What you need to know about this epic is that the world in which Belinda lives is a complete fairy tale. Her days consist of putting on makeup for three hours, playing cards, and drinking coffee. Belinda believes these things of trivial importance are of great importance to one's life. Everyone in this society takes his or her pleasure more seriously then anything else. .
Belinda is caught up in uninvited entry into personal space, an "intrusion" one might say. The problem of the poem becomes Belinda's overreaction to the lock of hair. Pope is blaming Belinda not for her reaction, but for her reason. Her reason, of course, being vanity. Belinda believes it has altered her beauty, yet she cannot see that the lock of hair has no value other than a meaning of her superficial beauty.
I believe Pope's reason for this satire was because of his political views towards society. The man just did not like what was going on around him. Pope uses this mock epic as a way to satirize his society. Pope makes everything ordinary appear extraordinary and emotional with the use of rhyming couplets, in order to reveal the truth.

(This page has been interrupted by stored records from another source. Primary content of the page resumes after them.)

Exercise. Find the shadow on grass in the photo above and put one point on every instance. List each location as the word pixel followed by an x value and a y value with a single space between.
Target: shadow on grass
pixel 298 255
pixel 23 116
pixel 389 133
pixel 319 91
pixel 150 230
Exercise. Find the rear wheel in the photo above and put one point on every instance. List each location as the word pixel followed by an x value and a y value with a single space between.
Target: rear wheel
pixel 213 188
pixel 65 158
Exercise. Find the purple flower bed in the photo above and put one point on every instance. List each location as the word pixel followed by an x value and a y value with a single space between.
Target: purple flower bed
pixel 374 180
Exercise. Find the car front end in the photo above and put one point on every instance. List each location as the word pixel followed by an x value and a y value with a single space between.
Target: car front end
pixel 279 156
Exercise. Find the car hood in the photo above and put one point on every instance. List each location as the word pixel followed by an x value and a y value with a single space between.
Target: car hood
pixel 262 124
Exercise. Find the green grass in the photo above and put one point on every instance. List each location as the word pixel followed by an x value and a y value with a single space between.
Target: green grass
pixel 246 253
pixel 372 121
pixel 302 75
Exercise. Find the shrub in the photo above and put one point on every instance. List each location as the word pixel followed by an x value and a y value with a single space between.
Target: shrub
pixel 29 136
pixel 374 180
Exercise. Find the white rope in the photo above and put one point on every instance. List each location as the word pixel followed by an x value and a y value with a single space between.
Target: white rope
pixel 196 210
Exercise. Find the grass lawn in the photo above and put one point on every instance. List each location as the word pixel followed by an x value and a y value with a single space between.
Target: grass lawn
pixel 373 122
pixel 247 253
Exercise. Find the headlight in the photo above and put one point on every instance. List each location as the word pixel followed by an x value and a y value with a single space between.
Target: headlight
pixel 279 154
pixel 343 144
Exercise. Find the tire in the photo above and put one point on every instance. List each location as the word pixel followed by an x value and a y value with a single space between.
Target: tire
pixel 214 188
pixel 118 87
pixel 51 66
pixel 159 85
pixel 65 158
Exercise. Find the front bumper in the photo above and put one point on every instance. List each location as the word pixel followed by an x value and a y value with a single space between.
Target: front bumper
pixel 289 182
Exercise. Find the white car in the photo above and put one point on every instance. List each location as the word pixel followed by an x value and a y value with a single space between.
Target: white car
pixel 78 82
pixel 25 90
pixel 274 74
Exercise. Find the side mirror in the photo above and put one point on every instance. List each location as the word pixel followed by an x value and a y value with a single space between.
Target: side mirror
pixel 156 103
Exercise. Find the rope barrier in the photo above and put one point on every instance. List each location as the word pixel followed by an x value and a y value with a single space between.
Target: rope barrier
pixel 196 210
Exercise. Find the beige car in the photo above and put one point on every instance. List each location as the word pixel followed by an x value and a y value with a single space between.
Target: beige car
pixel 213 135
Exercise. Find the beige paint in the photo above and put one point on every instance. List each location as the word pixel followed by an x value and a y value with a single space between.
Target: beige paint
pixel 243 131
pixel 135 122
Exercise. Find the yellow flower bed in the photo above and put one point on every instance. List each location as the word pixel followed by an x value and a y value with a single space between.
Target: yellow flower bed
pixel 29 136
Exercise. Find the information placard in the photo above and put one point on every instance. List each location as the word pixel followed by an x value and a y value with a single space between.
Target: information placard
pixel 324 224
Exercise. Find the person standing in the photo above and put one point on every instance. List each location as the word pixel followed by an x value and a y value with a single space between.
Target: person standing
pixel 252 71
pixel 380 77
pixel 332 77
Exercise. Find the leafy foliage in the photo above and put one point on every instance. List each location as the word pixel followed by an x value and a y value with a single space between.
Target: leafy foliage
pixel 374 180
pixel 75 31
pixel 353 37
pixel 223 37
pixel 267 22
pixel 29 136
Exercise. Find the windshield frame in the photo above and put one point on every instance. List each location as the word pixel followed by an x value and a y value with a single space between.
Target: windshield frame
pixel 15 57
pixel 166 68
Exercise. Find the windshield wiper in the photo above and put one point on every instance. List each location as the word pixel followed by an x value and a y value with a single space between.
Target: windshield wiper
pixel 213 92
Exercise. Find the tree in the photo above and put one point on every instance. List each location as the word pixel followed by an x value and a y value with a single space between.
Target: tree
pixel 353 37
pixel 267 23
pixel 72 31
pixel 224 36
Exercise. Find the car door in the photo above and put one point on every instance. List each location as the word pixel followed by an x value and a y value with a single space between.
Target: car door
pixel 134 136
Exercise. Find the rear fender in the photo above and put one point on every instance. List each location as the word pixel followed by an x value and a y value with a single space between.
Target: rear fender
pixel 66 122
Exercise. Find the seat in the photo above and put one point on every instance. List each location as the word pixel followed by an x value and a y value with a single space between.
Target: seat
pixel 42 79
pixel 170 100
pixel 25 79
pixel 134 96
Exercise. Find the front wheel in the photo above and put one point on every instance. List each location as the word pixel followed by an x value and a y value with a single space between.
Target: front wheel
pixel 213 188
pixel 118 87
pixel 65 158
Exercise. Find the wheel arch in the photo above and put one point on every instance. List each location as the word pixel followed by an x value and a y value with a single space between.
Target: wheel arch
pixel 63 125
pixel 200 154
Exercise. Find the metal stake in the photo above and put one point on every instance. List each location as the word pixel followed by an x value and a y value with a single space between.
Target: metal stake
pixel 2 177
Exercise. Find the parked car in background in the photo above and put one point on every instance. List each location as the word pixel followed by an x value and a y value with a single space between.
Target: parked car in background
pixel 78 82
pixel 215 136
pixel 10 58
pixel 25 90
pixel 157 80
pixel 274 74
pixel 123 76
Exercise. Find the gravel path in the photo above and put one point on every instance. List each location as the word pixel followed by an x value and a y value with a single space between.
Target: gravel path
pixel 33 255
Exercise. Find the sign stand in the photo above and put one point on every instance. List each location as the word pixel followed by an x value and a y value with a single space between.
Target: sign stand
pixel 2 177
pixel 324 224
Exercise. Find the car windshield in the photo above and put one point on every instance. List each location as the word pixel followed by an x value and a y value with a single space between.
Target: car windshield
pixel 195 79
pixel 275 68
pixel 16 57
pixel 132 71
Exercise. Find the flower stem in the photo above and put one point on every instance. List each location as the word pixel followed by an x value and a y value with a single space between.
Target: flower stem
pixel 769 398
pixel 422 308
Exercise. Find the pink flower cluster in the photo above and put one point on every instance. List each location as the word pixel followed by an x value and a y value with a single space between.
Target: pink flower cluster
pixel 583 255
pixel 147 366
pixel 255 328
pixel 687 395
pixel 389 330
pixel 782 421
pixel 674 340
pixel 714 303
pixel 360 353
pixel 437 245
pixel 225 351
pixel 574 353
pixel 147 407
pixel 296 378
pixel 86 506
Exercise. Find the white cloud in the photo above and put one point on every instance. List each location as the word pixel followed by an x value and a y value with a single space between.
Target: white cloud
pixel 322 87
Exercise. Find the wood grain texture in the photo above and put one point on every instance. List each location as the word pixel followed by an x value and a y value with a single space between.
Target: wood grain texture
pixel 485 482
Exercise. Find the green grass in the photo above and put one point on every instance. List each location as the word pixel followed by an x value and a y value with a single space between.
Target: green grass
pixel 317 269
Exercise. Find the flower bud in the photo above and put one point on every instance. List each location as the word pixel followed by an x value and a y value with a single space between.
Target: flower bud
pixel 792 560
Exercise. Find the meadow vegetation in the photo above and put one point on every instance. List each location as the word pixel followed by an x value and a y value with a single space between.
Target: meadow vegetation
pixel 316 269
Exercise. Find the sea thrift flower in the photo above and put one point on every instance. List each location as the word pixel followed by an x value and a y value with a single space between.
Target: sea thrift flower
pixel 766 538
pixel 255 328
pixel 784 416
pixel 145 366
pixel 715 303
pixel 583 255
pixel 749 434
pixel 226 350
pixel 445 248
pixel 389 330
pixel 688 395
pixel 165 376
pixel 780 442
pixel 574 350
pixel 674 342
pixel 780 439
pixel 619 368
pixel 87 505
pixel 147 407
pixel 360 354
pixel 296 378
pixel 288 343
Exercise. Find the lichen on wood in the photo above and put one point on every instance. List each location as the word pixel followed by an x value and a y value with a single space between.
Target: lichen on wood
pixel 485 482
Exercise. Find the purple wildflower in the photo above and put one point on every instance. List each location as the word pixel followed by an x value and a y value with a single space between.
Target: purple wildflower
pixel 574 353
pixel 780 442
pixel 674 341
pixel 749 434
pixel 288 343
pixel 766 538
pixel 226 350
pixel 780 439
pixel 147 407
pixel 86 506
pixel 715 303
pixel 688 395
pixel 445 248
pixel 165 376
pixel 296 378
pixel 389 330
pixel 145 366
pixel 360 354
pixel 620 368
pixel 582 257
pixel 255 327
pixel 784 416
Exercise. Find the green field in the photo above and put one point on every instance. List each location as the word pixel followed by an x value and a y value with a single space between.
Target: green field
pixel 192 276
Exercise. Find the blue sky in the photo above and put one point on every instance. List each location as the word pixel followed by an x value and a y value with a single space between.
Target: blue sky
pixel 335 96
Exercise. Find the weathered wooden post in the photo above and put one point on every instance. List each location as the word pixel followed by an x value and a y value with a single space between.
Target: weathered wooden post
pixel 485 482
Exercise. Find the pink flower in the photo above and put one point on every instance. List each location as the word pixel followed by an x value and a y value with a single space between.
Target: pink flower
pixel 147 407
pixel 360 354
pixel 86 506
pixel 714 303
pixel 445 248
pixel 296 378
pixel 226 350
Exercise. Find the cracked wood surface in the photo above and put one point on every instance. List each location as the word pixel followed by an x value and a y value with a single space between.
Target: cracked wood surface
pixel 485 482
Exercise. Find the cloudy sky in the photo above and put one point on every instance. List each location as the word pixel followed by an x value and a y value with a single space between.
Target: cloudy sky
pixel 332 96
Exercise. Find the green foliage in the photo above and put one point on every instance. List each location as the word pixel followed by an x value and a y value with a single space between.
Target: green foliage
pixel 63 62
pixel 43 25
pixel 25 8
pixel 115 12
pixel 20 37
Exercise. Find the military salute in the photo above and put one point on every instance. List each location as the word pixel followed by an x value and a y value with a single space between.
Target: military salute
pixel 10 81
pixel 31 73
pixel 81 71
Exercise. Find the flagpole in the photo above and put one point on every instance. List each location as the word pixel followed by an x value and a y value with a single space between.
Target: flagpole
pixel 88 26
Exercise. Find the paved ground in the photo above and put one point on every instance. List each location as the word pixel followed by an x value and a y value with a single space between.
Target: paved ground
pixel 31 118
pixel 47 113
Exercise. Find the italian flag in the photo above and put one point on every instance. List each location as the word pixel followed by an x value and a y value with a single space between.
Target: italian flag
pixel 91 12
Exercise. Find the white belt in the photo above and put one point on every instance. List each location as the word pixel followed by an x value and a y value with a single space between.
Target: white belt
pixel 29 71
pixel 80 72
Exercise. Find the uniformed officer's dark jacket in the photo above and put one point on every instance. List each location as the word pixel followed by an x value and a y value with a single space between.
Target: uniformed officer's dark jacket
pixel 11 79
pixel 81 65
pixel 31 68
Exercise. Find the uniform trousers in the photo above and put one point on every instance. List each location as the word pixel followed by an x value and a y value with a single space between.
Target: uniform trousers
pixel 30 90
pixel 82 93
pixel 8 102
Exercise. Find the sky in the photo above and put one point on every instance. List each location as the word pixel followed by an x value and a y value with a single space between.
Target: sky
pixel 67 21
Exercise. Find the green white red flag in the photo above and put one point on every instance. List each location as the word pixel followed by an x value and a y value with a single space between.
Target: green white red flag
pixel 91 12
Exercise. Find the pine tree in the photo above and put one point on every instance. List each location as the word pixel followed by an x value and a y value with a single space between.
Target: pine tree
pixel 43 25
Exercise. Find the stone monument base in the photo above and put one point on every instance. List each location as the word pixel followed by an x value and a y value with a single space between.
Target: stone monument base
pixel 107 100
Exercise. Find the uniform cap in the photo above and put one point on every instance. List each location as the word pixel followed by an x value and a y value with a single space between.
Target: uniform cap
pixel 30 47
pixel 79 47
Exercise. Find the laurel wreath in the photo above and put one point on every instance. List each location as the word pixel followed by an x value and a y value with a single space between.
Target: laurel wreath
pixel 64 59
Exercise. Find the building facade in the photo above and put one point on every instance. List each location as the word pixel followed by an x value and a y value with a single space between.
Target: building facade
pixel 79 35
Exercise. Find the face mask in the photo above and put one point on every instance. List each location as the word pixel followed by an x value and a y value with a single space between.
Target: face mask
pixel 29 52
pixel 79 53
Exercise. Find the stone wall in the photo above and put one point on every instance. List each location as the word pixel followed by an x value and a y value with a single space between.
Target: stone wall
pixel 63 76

Rhythm is an essential of all poetry. It creates tension, release, and helps us associate ideas because two words become linked. Pope's Rape of the Lock follows this to a great extent. The pattern of the rhyme scheme is aabb, meaning there is end rhyme. End rhyme is a rhyme occurring in the last word or syllable of one line with that of the next line. These words have both feminine and masculine rhyme variants that are multi-syllabic. These words are not homonyms or opposites. They are nothing of this sort. Yet these words are a form of eye rhyme, which is words that are similar in spelling but different in the way they are pronounced. There is no reverse rhyme, repeating vowel sounds, and no para-rhyme, which is beginning and end of words rhyme in consonants with different vowels in between.